Cervical Rt at bifurcation level of the common carotid artery
The patient has noticed a painless circumscribed swelling on the right side of his neck for more than a year.
A scar is noted on the right side of the patient's neck. When asked, he reports prior carotid endarterectomy some years ago.
On the ultrasound images there is irregular widening of the internal right carotid artery with an adjacent mixed-echoic oval lesion extending into the sternocleidomastoid muscle.
Turbulent flow recognized in the aneurysmatic artery.
Images are suggestive of a partially thrombosed carotid artery aneurysm.
Cervical angiography
Irregularly configured, fusiform aneurysm of the internal carotid artery measuring 2 x 1.5 x 3 cm is noted on the right side.
There are surgical clips at the bifurcation level of the common right carotid artery, indicating previous surgery.
Cervical angiography
Narrowed CT window to make the thrombosed part of the aneurysm visible.

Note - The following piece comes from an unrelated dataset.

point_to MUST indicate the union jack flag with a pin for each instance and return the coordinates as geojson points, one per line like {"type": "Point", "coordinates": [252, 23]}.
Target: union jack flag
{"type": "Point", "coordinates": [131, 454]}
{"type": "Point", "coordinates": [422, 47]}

3D and MIP reconstructions to visualize the vasculature.
With adapted window settings, the thrombosed part of the aneurysm can be seen as hypodense oval lesion extending anteriorly into into the sternocleidomastoid muscle.
Case Discussion
This case shows a partially thrombosed aneurysm of the right extracranial internal carotid artery. The patient had a history of carotid endarterectomy on the right side, years ago.
In the setting of newly diagnosed skin cancer, the thrombosed part of the aneurysm was misinterpreted as a pathologically enlarged lymph node in the prior ultrasound examination.
CT angiography confirmed follow-up sonography findings of an aneurysm.
Multiple further/secondary findings not discussed here.